И вот вечером, в кафе, после кофе с орешками и пары рюмок доброго вина, такой тренер приглашает такую девушку к себе в комнату (счастливую уже тем, что ее выбрали из восьми или девяти претенденток в группе). Эффект согласия меня всегда потрясал: он был похож на гипноз, заставляющий кролика прыгать в пасть удава...
Но среди всех этих тренеров был я. Который катался не хуже других, пел и сочинял песни лучше других, но не умел, как говорят в футболе, наносить последнего удара. Не хватало чего-то. Не хватало, к примеру, таких простых слов: «Пойдем ко мне, посмотришь, как я живу...».
В каждой смене (а мы работали по три или четыре смены) каждый тренер захватывал по девушке. Это считалось «нормой». У меня же, под всеобщие насмешки, — по нулям. Я так был в себе разочарован, что даже решил в лагерях больше не работать. Однако выполнение этого решения все время откладывалось, и я все приезжал и приезжал в любимый лагерь…
Однажды, в начале января, приехала в Алибек красивая, стройная, хорошо катающаяся москвичка с экзотическим именем Солли. У нас с ней сразу наметилось что-то вроде симпатии. По такому случаю, учтя мое уничижение, от нее отступились все другие инструктора. Все отступились, а я не продвигаюсь ни на шаг.
И вот, дело было перед ужином, мы пошли с ней прогуляться к Алибекской хижине. Снегу было еще мало, тропа хорошая, и мы пошли без лыж, а она вообще в легких туфельках.
Хижина «Алибекская» — пристанище особого рода. Построили ее силами самих участников лагеря, приносивших по бревнышку, листочку железа и мешку цемента на старую морену ледника Алибек.
Хижина как хижина. Одна комната с нарами в два этажа человек на тридцать (при плотной укладке). Комната начальника — Игоря Саамова, замечательного человека и альпиниста, жившего там с овчаркой по имени Недра. Большой холл с камином имел хитрейший вход. Когда хозяина нет, то дверь заперта. А чтобы ее открыть, нужно пролезть по очень трудной плите до чердачного окошка, спуститься в прихожую и отпереть дверь изнутри. Недра же славилась тем, что впускала в хижину любого, но до прихода хозяина не выпускала. В тот день не было ни Игоря, ни Недры.

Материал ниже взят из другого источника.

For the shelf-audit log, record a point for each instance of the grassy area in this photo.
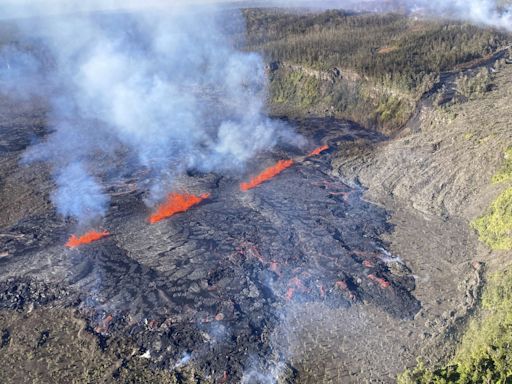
(495, 227)
(485, 354)
(384, 62)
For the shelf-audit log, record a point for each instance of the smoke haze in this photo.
(164, 91)
(159, 87)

Дверные секреты мне были известны, и вот мы в хижине. А снег начал падать внезапно и споро. Облако село прямо на хижину, накрыло морену и скалы. Снежинки в безветрии — размером в шляпу «Боливар» — падали мягко, приземляясь друг на друга. Мы разожгли камин, стали печь в нем картошку и поджаривать грудинку (из запасов Игоря) на вертеле, сделанном из обломка лыжной палки, и запивать сухой «Изабеллой», захваченной мной тоже из запасов нашего друга, начальника лагеря Шагобана Текеева.
А на тропе уже навалило добрый метр снегу. Я предложил Солли переждать снегопад, и она по наивности согласилась. Работая много лет в горах, я-то понимал, что такой снегопад скоро не прекратится. Потом пойдут лавины, и мы на несколько дней будем отрезаны от большой земли. А мне все это было весело. Занятий в лагере не будет, и все там будут маяться от скуки. Пока снегом не оборвало телефон, я попросил спасательную группу за нами не высылать.

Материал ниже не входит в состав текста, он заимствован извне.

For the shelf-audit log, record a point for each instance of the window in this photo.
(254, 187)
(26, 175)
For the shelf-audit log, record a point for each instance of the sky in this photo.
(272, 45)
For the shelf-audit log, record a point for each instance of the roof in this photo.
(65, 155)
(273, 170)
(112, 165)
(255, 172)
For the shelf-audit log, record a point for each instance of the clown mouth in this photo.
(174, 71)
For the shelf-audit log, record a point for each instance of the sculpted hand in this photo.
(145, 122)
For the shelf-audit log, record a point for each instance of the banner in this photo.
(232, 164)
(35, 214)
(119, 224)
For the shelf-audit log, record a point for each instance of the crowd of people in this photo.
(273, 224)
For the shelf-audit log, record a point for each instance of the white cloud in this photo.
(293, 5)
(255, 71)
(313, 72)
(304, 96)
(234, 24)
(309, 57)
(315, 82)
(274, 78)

В комнате Саамова был приемник, и мы стали танцевать ламбаду, и я потихоньку, пока без поощрения с ее стороны, поцеловал Солли в щечку.
Все шло о’кей.
А в лагере старший тренер Юра Коваленко (на его катание я смотрел как на настоящий балет) открыл тотализатор. Ставки дошли до канистры вина. Большинство ставили на то, что «у Левки ничего не получится», потому что он хороший тренер, но лопух...
Стемнело. Снегу уже навалило по грудь, и даже Солли стало ясно, что в лагерь мы уже сегодня не попадем и будем здесь ночевать. Вино кончилось, света нет, мы стали раскладывать спальные мешки и вкладыши на просторные нары. Я выбрал себе, не без умысла, большой двуспальный ватный мешок. Солли — маленький пуховой. Поначалу она не хотела не только ложиться со мной на одни нары, но норовила устроиться в другой комнате. Однако суровый холод загнал ее в комнату с печкой.
Положили мы мешки рядом и стали укладываться. Она взялась за верхнюю пуговку кофты и выражением лица попросила меня отвернуться. В горах было уже темно, но снег был так ярок, что полного отсутствия света не произошло. Я, в свою очередь, скривил недоумевающую рожу, она подумала несколько секунд, сбросила и свитер, и джинсы и, оставшись в бикини, нырнула в свой мешок. А я лежал подле нее и думал о своей трудной роли, с грустью вспоминая изречение Сальвадора Дали: «Не бойся совершенства — оно тебе не грозит»... Потом разделся, придвинул свой мешок поближе к ней и… поцеловал в щечку с пожеланием доброй ночи. Она своих очаровательных губ ко мне не повернула, и я, маясь, долго пытался уснуть.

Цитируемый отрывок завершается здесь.